Subject Re: [firebird-support] Re: Firebird and Unicode queries
Author Olivier Mascia
Le 11-févr.-05 à 11:40, fxam a écrit :

> This is what I have found:
> -there's a src\intl\cv_unicode_fss.c in the 1.5.2.4731 source code, go
> to
> line 72 and you'll see
> "File System Safe Universal Character Set Transformation Format
> (FSS-UTF)"
> -Glossary in Unicode.org (http://www.unicode.org/glossary/#FSS_UTF)
> says
> that FSS-UTF is now known as UTF-8.
> -What does File System Safe means? I guess it's because FSS (ie UTF-8)
> is
> interpreted as a sequence of bytes, and there is no endian problem.

This leaves the question of what exactly is UNICODE_FSS in Firebird
parlance open. I think only the source code will give the definitive
answer. UNICODE_FSS cannot be what UTF-8 is today. If it was, it would
use a VARIABLE number of bytes for each character (from 1 to 4). I
always read everywhere that FB UNICODE_FSS uses THREE bytes per each
character.

So what is UNICODE_FSS ?

Is it a variable length scheme identical to UTF-8 except that it can
use only 3 bytes (a kind of truncated UTF-8), not able to represent the
full Unicode code-space ?

Or is it a fixed length scheme, which is strictly equivalent to UTF-32,
where the fourth byte (unused) is not stored ?

I suspect and hope the latter is what UNICODE_FSS really is.

It is just a bit sad that for answering such questions as what is
exactly UNICODE_FSS one has to read the source code... ;-)
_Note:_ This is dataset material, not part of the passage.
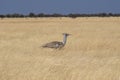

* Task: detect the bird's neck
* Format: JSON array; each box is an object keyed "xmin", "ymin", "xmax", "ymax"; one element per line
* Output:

If I'm right with my above guess about what is UNICODE_FSS, I think it
would deserve an alias name in a latter Firebird version. That one
should be named UTF_32 or UTF32 and that would make things much clearer
for everybody. A simple note could state that this UTF_32 actually only
stores 3 bytes and not 4 as, per Unicode 4.0 standard, the fourth byte
is always 0 (non significant).

--
Olivier Mascia